Big O Notation

Time Complexity

~350 words · 2 min read

How runtime grows with input

Big O notation describes how an algorithm's runtime grows as the input size n grows. Crucially, it does not measure exact milliseconds — it measures the rate of growth. A O(n) algorithm and a O(n²) algorithm might both finish in 1 ms on 10 elements, but on a million elements the gap is catastrophic.

The common classes, from fastest to slowest

  • O(1) — constant. Array index, hash lookup. Runtime does not depend on n.
  • O(log n) — logarithmic. Binary search. Each step halves the work.
  • O(n) — linear. Single loop over the input.
  • O(n log n) — linearithmic. Efficient sorts (merge, quick, heap).
  • O(n²) — quadratic. Nested loops over the same input.
  • O(2ⁿ) — exponential. Naïve Fibonacci, brute-force subsets. Becomes unusable around n=40.

Reading code to find Big O

The shape of your loops reveals the complexity:

for (int i = 0; i < n; i++) { ... }       // O(n) — one pass

for (int i = 0; i < n; i++)               // O(n²) — nested loops
  for (int j = 0; j < n; j++) { ... }

while (n > 1) n /= 2;                      // O(log n) — halving

for (int i = 0; i < n; i++)               // O(n + m) — sequential, not nested
  ...
for (int j = 0; j < m; j++)               //   → add the terms
  ...

Drop the constants and lower-order terms

Big O is asymptotic — it cares only about the dominant term as n → ∞:

3n + 5       →  O(n)         // drop the constant 3 and the +5
2n² + 100n   →  O(n²)        // n² dominates as n grows
n + log n    →  O(n)         // n dominates log n
Big O tells you which algorithm wins at scale.
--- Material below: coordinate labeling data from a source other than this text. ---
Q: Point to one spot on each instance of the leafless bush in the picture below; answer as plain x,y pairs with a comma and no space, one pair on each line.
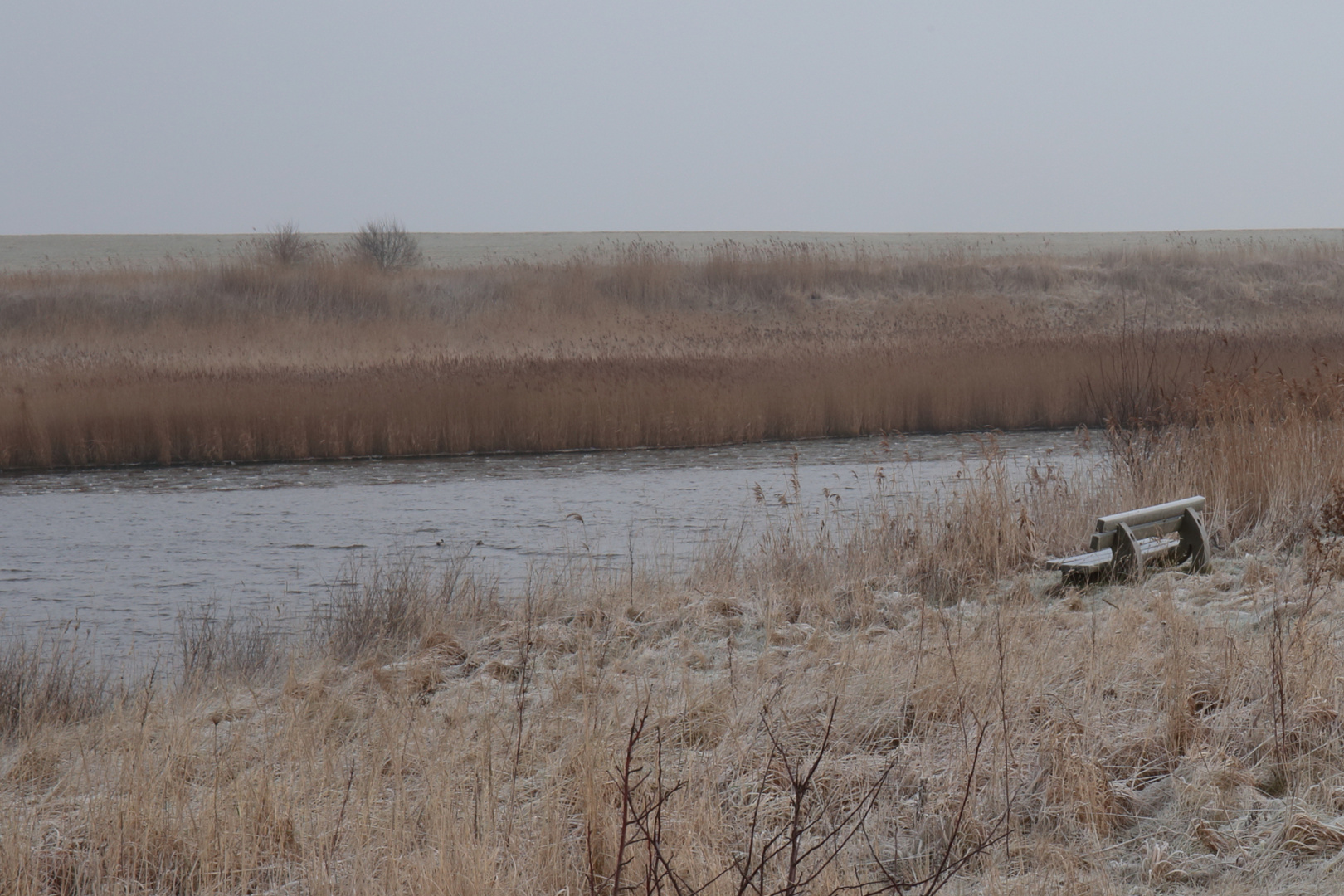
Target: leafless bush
386,603
386,245
227,649
52,680
285,245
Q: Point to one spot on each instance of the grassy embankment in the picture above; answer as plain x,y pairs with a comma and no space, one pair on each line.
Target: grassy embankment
251,360
968,720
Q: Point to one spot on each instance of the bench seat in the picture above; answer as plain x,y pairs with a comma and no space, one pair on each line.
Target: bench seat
1097,562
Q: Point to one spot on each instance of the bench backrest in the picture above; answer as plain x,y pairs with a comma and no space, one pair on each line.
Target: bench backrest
1160,519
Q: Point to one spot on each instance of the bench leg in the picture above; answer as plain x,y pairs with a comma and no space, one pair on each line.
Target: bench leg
1194,540
1127,562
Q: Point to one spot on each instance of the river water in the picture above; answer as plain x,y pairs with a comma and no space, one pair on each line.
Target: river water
125,551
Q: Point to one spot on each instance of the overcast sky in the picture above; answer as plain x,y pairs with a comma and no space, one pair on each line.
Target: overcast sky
1012,116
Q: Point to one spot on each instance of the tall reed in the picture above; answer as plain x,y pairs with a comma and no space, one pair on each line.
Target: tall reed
247,360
For small inputs, constants matter more — a O(n²) sort can beat a O(n log n) sort on arrays under ~20 elements. This is why real libraries switch to insertion sort for tiny partitions.

Why nested loops matter

Each nested loop multiplies the work. Two nested loops over n give n × n = n². Three give n³. But a loop followed by another (not nested) gives n + n = O(n) — you add, not multiply. Reading nesting depth is the fastest way to estimate complexity.